Given the  importance of this topic — JSM 2015 had 3 separate sessions devoted to it — it is surprising that rather little public-domain software is available. The only R package I know of is sdcMicro on CRAN (which by the way includes an excellent vignette from which you can learn a lot about SDL).  NISS has the Java-based WebSwap (from whose docs you can also learn about SDL).

Aside from the availability of software, one big concern with many SDL methods is that the multivariate structure of the data may be distorted in the modification process. This is crucial, since most statistical analyses are multivariate in nature, e.g. regression, PCA etc., and thus a major distortion in the multivariate structure can result in seriously misleading estimates.

In the noise addition method, this can be achieved by setting the noise covariance matrix to that of the original data, but for the other methods maintaining the proper multivariate structure is a challenge.

While arguably noise addition works well for data consisting only of continuous variables, and data swapping and cell suppression are often acceptable for the purely-categorical case, the mixed continuous-categorical setting is tough.

Our new method achieves both of the above goals. It (a) is applicable to any kind of data, including the mixed continuous-categorical case, and (b) maintains the correct multivariate structure. Rather counterintuitively, our method achieves (b) while actually treating the variables as (conditionally) independent.

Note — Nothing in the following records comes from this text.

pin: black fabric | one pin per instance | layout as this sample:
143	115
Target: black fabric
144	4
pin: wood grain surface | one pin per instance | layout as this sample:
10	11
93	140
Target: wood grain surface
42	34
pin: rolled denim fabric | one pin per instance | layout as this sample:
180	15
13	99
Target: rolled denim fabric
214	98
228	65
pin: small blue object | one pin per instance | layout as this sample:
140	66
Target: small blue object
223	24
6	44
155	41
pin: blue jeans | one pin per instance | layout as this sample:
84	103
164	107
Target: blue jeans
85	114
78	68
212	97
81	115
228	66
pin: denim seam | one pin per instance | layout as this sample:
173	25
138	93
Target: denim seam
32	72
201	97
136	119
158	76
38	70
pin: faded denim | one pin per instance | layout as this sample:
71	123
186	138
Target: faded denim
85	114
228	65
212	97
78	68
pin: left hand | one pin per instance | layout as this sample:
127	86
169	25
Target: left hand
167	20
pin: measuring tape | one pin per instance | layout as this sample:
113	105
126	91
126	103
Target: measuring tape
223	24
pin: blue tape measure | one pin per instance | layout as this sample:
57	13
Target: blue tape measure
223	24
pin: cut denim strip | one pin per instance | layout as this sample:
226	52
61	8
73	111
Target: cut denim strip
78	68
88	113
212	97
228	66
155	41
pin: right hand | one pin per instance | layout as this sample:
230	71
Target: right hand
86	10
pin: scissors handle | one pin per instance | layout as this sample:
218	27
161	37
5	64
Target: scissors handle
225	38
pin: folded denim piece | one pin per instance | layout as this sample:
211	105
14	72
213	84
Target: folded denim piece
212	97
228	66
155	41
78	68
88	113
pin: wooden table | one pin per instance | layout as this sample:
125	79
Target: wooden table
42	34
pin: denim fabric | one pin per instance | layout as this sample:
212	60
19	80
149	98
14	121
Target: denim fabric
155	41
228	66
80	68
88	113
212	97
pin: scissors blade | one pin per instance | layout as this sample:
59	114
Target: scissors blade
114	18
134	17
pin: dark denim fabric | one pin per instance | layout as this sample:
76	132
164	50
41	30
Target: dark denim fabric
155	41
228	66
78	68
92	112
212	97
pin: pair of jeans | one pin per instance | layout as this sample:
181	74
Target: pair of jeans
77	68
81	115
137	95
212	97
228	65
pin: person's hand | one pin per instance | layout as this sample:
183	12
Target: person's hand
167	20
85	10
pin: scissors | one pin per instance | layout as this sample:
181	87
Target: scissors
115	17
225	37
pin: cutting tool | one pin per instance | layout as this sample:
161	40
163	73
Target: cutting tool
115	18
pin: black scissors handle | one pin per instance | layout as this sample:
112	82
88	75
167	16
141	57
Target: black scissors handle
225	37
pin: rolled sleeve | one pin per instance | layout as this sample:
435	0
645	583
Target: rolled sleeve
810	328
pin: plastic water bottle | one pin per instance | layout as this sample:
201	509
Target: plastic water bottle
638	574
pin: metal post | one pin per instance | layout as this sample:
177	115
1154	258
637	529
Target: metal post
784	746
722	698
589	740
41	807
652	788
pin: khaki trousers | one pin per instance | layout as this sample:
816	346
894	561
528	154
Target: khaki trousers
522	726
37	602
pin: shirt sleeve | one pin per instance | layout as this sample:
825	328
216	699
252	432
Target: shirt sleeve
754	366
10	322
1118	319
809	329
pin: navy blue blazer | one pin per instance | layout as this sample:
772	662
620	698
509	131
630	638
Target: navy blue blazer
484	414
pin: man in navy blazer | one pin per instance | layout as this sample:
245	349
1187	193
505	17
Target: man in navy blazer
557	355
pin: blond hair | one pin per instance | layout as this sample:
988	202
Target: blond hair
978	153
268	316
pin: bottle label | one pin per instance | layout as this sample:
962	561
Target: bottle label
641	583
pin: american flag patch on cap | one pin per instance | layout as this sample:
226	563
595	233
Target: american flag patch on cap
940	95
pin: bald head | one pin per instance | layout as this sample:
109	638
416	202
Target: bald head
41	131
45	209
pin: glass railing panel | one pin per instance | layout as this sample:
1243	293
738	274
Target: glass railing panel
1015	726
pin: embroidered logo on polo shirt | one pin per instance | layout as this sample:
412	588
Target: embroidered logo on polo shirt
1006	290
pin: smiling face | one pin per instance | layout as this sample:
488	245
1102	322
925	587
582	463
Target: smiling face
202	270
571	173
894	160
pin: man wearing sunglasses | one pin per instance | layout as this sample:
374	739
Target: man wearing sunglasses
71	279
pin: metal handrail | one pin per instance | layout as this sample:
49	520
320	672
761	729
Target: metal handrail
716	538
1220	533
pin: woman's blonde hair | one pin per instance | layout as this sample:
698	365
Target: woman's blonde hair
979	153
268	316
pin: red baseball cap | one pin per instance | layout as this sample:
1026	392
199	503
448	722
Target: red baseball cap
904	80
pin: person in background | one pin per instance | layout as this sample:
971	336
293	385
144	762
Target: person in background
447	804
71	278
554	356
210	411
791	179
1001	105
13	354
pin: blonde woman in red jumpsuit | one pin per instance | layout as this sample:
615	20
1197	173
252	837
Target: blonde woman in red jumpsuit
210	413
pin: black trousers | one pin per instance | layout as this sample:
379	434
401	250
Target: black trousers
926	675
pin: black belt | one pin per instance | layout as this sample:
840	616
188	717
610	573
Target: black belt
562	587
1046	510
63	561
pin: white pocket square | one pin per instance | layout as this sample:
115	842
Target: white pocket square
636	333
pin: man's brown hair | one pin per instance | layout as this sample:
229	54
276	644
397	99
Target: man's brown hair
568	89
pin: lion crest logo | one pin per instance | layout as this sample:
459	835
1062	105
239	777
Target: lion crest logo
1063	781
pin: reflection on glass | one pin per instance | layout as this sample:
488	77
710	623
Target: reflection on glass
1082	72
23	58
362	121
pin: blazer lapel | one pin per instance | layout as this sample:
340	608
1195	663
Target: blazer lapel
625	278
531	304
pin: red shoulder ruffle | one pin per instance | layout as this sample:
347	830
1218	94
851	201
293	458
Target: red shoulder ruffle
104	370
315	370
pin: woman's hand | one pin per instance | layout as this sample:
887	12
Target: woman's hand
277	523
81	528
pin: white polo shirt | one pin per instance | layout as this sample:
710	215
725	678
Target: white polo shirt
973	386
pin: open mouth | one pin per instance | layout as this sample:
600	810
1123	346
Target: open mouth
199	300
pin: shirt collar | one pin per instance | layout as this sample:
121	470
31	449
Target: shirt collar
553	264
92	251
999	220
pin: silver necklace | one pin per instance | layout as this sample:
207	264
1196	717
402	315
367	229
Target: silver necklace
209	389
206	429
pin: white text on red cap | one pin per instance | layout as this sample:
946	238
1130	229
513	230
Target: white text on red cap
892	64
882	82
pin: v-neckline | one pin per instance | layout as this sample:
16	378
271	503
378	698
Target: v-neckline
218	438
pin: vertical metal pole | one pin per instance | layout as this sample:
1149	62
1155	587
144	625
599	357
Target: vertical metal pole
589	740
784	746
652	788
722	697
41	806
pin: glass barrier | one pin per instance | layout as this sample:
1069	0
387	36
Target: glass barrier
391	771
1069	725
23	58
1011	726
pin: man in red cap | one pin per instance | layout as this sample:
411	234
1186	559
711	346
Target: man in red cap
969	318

The method has several tuning parameters. In some modern statistical methods, tuning parameters are a real pain, but in SDL, the more tuning parameters the better! The database administrator needs to have as many ways as possible to develop a public form of the database that has both good statistical accuracy and good privacy protection.

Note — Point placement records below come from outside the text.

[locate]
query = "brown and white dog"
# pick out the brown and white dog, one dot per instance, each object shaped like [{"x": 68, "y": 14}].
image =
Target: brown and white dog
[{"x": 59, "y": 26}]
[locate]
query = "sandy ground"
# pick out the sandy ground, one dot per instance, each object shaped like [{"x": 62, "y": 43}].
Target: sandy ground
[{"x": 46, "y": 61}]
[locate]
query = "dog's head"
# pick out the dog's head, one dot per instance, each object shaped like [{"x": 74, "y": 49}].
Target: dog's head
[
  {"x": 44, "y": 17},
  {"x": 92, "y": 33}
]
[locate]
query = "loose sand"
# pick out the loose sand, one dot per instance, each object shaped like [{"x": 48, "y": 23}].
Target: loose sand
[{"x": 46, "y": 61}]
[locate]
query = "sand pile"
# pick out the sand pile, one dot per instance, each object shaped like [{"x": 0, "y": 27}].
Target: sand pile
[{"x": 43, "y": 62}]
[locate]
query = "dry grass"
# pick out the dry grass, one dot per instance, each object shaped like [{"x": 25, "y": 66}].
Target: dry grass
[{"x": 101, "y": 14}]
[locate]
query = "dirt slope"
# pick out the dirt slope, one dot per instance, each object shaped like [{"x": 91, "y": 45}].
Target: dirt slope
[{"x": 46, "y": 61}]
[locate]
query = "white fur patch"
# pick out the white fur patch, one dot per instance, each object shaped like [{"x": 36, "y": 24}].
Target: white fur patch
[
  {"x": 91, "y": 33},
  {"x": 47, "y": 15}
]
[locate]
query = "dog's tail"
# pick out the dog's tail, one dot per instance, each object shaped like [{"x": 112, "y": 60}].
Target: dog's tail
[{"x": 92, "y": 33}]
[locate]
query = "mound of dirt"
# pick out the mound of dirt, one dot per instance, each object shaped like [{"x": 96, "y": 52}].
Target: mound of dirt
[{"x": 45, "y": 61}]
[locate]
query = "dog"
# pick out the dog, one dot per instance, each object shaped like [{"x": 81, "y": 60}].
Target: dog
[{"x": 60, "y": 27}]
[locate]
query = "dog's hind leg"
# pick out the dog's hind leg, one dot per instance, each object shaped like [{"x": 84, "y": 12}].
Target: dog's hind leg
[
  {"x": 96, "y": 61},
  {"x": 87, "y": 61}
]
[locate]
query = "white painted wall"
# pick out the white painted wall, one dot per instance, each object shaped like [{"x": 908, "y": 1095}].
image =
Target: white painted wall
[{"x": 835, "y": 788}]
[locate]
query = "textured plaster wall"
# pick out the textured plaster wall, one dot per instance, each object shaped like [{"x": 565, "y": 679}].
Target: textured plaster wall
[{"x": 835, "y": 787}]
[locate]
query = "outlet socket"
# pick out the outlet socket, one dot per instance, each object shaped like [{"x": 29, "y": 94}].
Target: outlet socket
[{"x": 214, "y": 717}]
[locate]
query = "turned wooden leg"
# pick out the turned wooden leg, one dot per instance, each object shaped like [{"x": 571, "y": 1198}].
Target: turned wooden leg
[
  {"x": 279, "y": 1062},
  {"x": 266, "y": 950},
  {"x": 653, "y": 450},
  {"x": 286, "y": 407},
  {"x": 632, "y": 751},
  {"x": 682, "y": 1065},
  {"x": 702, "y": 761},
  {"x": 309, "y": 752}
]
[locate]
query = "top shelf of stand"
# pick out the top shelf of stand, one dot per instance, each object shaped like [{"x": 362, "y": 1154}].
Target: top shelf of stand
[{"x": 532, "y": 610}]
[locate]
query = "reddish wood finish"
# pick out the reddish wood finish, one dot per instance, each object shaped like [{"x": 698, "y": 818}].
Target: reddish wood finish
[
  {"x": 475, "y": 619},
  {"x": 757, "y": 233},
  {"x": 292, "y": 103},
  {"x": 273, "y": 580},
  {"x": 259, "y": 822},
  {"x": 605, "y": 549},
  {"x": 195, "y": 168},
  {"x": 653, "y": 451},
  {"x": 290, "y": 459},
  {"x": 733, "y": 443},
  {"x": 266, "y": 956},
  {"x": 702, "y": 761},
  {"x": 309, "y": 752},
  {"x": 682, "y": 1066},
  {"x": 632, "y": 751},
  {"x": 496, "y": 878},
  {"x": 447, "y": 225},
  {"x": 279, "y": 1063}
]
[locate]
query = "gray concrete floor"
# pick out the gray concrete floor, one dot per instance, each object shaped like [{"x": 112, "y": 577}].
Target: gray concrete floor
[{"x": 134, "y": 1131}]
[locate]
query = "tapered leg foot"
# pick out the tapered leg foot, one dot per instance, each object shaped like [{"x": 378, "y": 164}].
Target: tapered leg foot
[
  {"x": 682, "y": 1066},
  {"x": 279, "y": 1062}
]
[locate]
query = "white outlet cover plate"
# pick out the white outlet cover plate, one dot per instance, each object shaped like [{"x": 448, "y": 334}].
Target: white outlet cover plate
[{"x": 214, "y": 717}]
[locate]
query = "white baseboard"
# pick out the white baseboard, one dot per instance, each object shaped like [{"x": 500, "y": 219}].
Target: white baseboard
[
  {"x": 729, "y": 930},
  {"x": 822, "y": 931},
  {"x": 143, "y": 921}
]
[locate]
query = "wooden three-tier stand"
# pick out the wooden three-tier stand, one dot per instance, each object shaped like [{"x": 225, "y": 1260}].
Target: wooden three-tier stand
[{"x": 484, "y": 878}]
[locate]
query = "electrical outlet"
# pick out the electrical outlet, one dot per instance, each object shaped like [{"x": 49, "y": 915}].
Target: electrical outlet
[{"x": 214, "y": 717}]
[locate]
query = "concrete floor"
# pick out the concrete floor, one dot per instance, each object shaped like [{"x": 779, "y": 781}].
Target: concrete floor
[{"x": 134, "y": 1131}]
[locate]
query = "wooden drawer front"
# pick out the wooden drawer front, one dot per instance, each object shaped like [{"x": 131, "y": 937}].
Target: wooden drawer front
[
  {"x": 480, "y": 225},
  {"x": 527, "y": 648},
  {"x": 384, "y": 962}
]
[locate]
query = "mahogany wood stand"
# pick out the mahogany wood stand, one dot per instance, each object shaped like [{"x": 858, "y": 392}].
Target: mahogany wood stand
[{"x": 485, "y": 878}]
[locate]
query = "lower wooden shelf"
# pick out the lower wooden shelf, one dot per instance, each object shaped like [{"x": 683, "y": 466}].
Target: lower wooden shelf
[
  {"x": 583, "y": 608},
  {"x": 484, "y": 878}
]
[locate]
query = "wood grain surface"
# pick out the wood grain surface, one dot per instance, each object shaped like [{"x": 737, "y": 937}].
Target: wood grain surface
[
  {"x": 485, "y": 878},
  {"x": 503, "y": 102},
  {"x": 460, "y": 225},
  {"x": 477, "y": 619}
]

As an example, I took some Census data for the year 2000 (5% PUMS), involving programmers in Silicon Valley. In order to simulate an employee database, I sampled 5000 records, keeping the variables WageIncome, Age, Gender, WeeksWorked, MSDegree and PhD. See our paper for details, but here is a quick overview.

First, to see that goal (b) above has been maintained reasonably well, I ran a linear regression analysis, predicting WageIncome from the other variables. I did this twice, once for the original data and once for the modified set, for a given combination of values of the tuning parameters. Here are the estimated regression coefficients:

data Age Gender WeeksWorked MS PhD
orig. 447.2 -9591.7 1286.4 17333.0 21291.3
modif. 466.1 -8423.2 1270.7 18593.9 22161.4


This is not bad. Each pair of coefficients is within one original standard error of the other (not shown). The database administrator could try lots of other combinations of the tuning parameters, and likely get even closer. But what about privacy?

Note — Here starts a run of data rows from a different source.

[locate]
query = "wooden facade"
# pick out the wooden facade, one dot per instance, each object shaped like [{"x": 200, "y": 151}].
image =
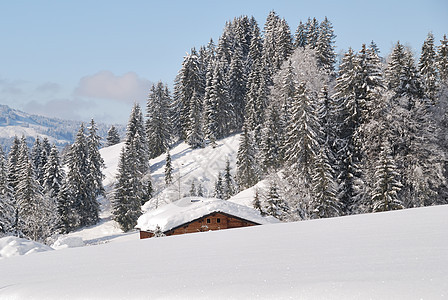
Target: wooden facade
[{"x": 213, "y": 221}]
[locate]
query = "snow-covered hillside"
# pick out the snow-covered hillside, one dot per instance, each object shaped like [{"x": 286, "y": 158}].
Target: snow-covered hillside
[
  {"x": 14, "y": 122},
  {"x": 394, "y": 255},
  {"x": 200, "y": 166}
]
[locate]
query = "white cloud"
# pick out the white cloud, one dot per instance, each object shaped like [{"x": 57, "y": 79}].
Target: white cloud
[
  {"x": 48, "y": 87},
  {"x": 69, "y": 109},
  {"x": 105, "y": 85}
]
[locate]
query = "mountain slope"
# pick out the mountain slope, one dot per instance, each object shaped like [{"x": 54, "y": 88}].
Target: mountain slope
[
  {"x": 18, "y": 123},
  {"x": 394, "y": 255}
]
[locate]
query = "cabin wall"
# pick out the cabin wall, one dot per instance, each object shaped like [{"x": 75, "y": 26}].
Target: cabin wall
[{"x": 215, "y": 221}]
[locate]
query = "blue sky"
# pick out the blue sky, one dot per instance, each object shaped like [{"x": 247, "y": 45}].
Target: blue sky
[{"x": 83, "y": 59}]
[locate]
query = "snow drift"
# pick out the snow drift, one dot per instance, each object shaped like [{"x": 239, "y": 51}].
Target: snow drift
[{"x": 393, "y": 255}]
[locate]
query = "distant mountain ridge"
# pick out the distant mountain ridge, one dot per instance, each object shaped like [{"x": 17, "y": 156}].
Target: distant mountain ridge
[{"x": 14, "y": 122}]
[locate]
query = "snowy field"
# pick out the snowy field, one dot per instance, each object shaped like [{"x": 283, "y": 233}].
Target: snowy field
[{"x": 394, "y": 255}]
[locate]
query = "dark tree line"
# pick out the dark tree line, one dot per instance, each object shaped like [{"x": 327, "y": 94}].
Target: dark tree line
[{"x": 38, "y": 199}]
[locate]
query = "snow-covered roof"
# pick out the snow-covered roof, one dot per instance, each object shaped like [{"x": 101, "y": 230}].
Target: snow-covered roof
[{"x": 189, "y": 209}]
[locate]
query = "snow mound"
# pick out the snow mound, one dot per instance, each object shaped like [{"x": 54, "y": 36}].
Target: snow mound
[
  {"x": 188, "y": 209},
  {"x": 393, "y": 255},
  {"x": 64, "y": 242},
  {"x": 14, "y": 246}
]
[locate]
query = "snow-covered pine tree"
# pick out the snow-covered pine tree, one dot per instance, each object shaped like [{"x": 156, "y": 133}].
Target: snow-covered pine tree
[
  {"x": 37, "y": 217},
  {"x": 130, "y": 190},
  {"x": 300, "y": 38},
  {"x": 302, "y": 134},
  {"x": 8, "y": 214},
  {"x": 237, "y": 87},
  {"x": 269, "y": 50},
  {"x": 374, "y": 48},
  {"x": 189, "y": 81},
  {"x": 38, "y": 158},
  {"x": 247, "y": 173},
  {"x": 256, "y": 100},
  {"x": 113, "y": 137},
  {"x": 312, "y": 32},
  {"x": 274, "y": 204},
  {"x": 301, "y": 147},
  {"x": 272, "y": 140},
  {"x": 148, "y": 190},
  {"x": 256, "y": 203},
  {"x": 386, "y": 183},
  {"x": 325, "y": 203},
  {"x": 193, "y": 191},
  {"x": 255, "y": 49},
  {"x": 128, "y": 194},
  {"x": 349, "y": 118},
  {"x": 442, "y": 59},
  {"x": 46, "y": 147},
  {"x": 401, "y": 74},
  {"x": 13, "y": 165},
  {"x": 137, "y": 140},
  {"x": 218, "y": 111},
  {"x": 219, "y": 189},
  {"x": 225, "y": 46},
  {"x": 158, "y": 130},
  {"x": 428, "y": 68},
  {"x": 326, "y": 57},
  {"x": 96, "y": 162},
  {"x": 168, "y": 169},
  {"x": 53, "y": 174},
  {"x": 194, "y": 134},
  {"x": 80, "y": 184},
  {"x": 229, "y": 184},
  {"x": 200, "y": 190},
  {"x": 283, "y": 42}
]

In the original data set, there was exactly one female worker with age under 31:

> p1[p1$sex==2 & p1$phd==1 & p1$age < 31,]
          age sex wkswrkd ms phd wageinc
7997 30.79517 2 52 0 1 100000

Which such workers, if any, are listed in the modified data?

> p1pc  p1pc[p1pc$sex==2 & p1pc$phd==1 &         p1pc$age < 31,]
           age sex wkswrkd ms phd wageinc
12522 30.5725   2      52  0   1   50000

There is only one person listed in the released data of the given description (female, PhD, age under 31). But she is listed as having an income of $50,000 rather than $100,000. In fact, it is a different person, worker number 12522, not 7997. (Of course, ID numbers would be suppressed.)

So what happened to worker number 7997?
> which(rownames(p1p) == 7997)
[1] 3236
> p1p[3236,]
age sex wkswrkd ms phd wageinc
7997 31.9746 1 52 0 1 100000

Ah, she became a man! That certainly hides her. Under another luck of the draw, her record may have become all NA values.

In this way, the database administrator can set up a number of statistical analysis test cases, and a number of records at high risk of identification, and then try various combinations of the tuning parameters in order to obtain a modified data set that achieves a desired balance between statistical fidelity and privacy.